Parent: teach your child about charity

I am very fortunate to live in a neighborhood with a small-town feeling within the large suburb of Silicon valley. And one of the things that makes us such a neighborhood is the parties we have s few times a year.
Last weekend I discovered a small organization that I would like to tell all the world about: Animal Beacons of Light.
On a quarter-page size flyer it says:
”Animal Beacons of Light gives people specific, tangible ways to share their love, care and nurturing with children of all ages. Donations of new and gently-used soft stuffed animals are freshened, energized with love, joy and Reiki and gifted to recipients around the world. We operate through the generosity of others, whether their donations come in the form of money, time, energy or stuffed animals.”
What a wonderful cause, and what a great way to model to your child how charity works!
A word of advice: Do not rush to donate your child’s animals without his or her consent. You do not want your child to feel his or her parents care for someone else more than they care for them. You can start by talking to your children, and get an extra animal to donate when you get one for them. Charity should not hurt the giver, and a child that is attached to a toy  is not in a position to give it to anyone.

Parents as Life Coaches II

There are two main ideas I liked in the article I just shared with you: One is that parenting is like life-coaching, and the other is Xeroxing.

Parenting is life coaching. The goal of the parents is to prepare their child to be a healthy, productive adult in society. For that goal, they create many experiences that will teach the child how to become such an adult: They send him or her to school, read to her, listen to him.

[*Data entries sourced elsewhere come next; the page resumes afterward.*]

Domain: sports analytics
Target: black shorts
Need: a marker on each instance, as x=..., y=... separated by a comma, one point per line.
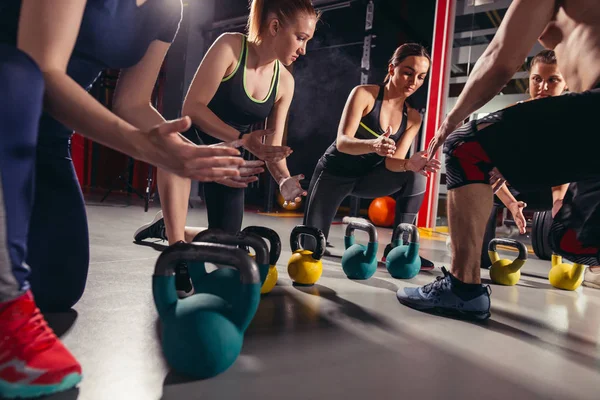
x=535, y=145
x=538, y=145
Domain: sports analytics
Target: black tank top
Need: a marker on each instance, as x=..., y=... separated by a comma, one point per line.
x=350, y=165
x=234, y=105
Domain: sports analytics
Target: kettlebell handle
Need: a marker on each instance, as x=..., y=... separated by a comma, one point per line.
x=362, y=226
x=404, y=227
x=511, y=243
x=239, y=239
x=308, y=230
x=207, y=252
x=272, y=237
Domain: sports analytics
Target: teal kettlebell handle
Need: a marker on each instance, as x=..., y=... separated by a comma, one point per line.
x=404, y=227
x=272, y=237
x=208, y=252
x=165, y=295
x=240, y=239
x=308, y=230
x=511, y=243
x=362, y=226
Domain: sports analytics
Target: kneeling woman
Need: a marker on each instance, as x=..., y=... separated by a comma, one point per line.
x=367, y=159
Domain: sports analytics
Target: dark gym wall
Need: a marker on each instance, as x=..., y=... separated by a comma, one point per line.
x=325, y=77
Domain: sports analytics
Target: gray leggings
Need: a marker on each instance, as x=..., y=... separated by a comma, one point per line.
x=327, y=191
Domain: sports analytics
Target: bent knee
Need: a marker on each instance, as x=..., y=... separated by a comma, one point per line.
x=415, y=183
x=467, y=163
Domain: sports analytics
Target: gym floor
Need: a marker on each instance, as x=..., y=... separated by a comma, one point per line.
x=339, y=339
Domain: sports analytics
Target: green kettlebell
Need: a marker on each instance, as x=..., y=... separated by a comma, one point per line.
x=305, y=267
x=503, y=271
x=225, y=280
x=360, y=261
x=274, y=253
x=202, y=335
x=403, y=261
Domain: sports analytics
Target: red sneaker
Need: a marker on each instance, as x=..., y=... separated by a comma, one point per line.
x=33, y=361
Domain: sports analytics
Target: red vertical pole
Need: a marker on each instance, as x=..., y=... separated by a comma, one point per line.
x=441, y=52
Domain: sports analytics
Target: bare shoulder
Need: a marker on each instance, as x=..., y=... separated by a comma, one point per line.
x=414, y=116
x=286, y=78
x=367, y=91
x=230, y=43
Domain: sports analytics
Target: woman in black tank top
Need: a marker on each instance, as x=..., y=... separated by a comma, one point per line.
x=368, y=158
x=241, y=82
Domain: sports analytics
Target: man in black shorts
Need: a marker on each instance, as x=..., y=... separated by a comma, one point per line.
x=532, y=146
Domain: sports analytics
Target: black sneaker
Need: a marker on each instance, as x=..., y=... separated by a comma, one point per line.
x=152, y=230
x=183, y=282
x=441, y=297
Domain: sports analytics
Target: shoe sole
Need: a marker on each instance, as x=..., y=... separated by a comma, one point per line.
x=14, y=391
x=142, y=228
x=449, y=312
x=183, y=294
x=423, y=268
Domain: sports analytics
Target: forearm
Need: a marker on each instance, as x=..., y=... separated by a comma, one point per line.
x=208, y=122
x=353, y=146
x=396, y=164
x=486, y=80
x=71, y=105
x=143, y=116
x=278, y=170
x=559, y=192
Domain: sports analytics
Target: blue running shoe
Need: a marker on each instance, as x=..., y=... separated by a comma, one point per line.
x=438, y=297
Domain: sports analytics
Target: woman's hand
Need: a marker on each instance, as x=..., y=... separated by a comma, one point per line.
x=248, y=172
x=253, y=143
x=291, y=190
x=496, y=180
x=516, y=209
x=165, y=148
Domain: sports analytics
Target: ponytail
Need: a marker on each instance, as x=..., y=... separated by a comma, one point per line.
x=255, y=20
x=284, y=10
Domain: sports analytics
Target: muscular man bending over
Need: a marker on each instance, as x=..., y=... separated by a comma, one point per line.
x=529, y=153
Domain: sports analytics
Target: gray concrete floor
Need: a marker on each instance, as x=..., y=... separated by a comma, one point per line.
x=339, y=339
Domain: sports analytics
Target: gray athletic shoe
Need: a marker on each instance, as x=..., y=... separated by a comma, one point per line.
x=438, y=297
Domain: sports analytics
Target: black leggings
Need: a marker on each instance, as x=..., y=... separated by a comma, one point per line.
x=44, y=231
x=224, y=206
x=327, y=191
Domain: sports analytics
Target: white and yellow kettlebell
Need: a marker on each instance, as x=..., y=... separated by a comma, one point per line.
x=565, y=276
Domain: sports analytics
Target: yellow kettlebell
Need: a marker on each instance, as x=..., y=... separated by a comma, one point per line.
x=503, y=271
x=274, y=253
x=305, y=267
x=565, y=276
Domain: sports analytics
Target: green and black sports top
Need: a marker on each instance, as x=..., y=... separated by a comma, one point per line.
x=234, y=105
x=350, y=165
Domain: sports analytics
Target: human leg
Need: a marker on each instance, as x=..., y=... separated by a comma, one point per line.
x=33, y=361
x=59, y=258
x=325, y=194
x=471, y=152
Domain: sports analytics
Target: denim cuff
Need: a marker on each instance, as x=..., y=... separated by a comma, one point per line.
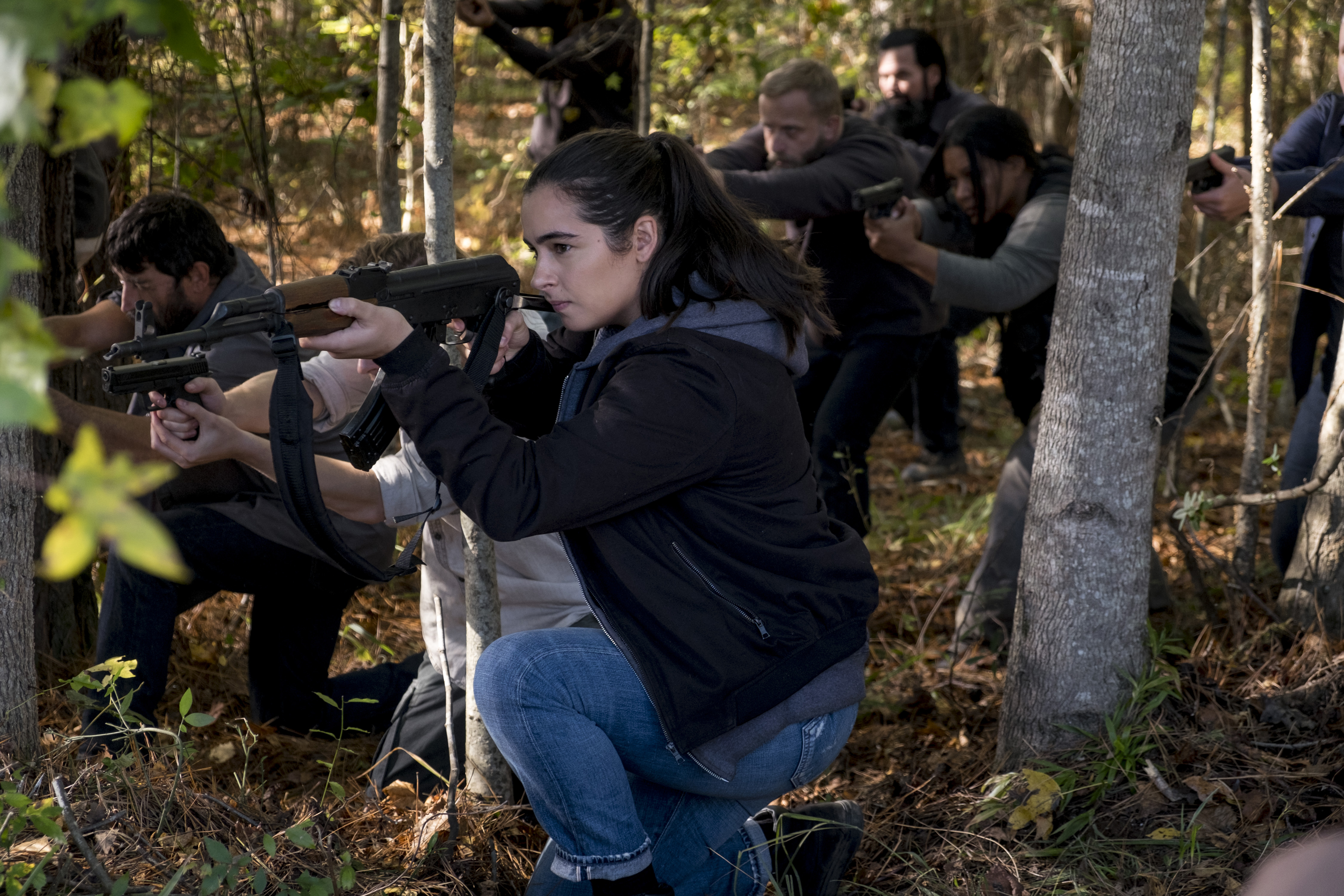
x=580, y=868
x=754, y=862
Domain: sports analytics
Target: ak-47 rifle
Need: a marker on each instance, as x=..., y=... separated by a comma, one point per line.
x=479, y=291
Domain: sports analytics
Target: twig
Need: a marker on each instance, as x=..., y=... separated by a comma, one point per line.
x=1234, y=577
x=1160, y=782
x=107, y=821
x=217, y=800
x=1315, y=180
x=1197, y=576
x=1302, y=746
x=99, y=871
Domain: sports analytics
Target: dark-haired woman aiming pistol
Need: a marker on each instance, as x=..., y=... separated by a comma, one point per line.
x=992, y=244
x=670, y=455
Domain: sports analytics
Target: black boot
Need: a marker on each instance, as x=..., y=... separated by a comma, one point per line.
x=812, y=847
x=642, y=884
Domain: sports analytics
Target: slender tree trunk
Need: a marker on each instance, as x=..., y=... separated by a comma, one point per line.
x=1216, y=90
x=18, y=496
x=1314, y=585
x=1248, y=53
x=389, y=113
x=487, y=773
x=1257, y=354
x=646, y=113
x=1084, y=590
x=483, y=602
x=409, y=46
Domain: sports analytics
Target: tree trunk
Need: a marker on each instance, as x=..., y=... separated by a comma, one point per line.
x=644, y=120
x=66, y=613
x=1257, y=352
x=1216, y=90
x=1248, y=52
x=1314, y=586
x=389, y=113
x=487, y=773
x=483, y=608
x=1082, y=597
x=409, y=45
x=18, y=496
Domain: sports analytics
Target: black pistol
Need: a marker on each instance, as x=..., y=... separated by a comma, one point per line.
x=1201, y=174
x=880, y=199
x=168, y=377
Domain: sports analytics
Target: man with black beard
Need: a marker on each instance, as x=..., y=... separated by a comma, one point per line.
x=803, y=164
x=918, y=101
x=229, y=522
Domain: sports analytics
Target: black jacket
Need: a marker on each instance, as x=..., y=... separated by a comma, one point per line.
x=685, y=491
x=863, y=291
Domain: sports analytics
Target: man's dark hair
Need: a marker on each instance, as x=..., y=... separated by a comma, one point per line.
x=171, y=231
x=616, y=177
x=928, y=53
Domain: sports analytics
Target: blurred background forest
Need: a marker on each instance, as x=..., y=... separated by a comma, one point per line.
x=291, y=115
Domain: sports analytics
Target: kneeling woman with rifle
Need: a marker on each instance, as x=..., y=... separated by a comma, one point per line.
x=670, y=455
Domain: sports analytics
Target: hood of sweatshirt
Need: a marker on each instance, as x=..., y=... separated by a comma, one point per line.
x=740, y=320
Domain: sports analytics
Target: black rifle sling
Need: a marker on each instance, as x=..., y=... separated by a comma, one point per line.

That metaphor might not be clear if you do not know much about coaching, so here it is in a nutshell: Coaching is creating a relationship between two individuals, where one is giving the other information, encouragement, and support to reach the recipient’s goals. If it is a swimming coach, for example,  s/he does not have to be a great swimmer, but has knowledge of what a great swimmer needs: When does the swimmer need to be pushed to work harder, when does s/he need to go easy on the swimmer, what will inspire him or her, what will help the swimmer stick to the work, the practice, the discipline it takes to reach the swimmer’s goal.

You can see how this describes the parents’ role as well: A parent cannot live his or her child’s life. A parent cannot decide what the child likes, what moves him or her, what s/he is good at – and what is his or her passion. The child is not a mirror-image of the parent. S/he is different genetically, emotionally, has different strengths and weaknesses and lives in a different historical context. If in one century it was a good idea to become a doctor, later on it seems to be better to be a lawyer, or an engineer, or have a degree in business.  A career choice that worked for the parent might not be a good one for the child, for many reasons.

That is why I like the concept of “Xeroxing” – it is such a good metaphor for explaining to parents what is wrong with asking children to fulfill the parents’ dreams. Let your child have her or his dreams – and coach your child the best you can to reach them!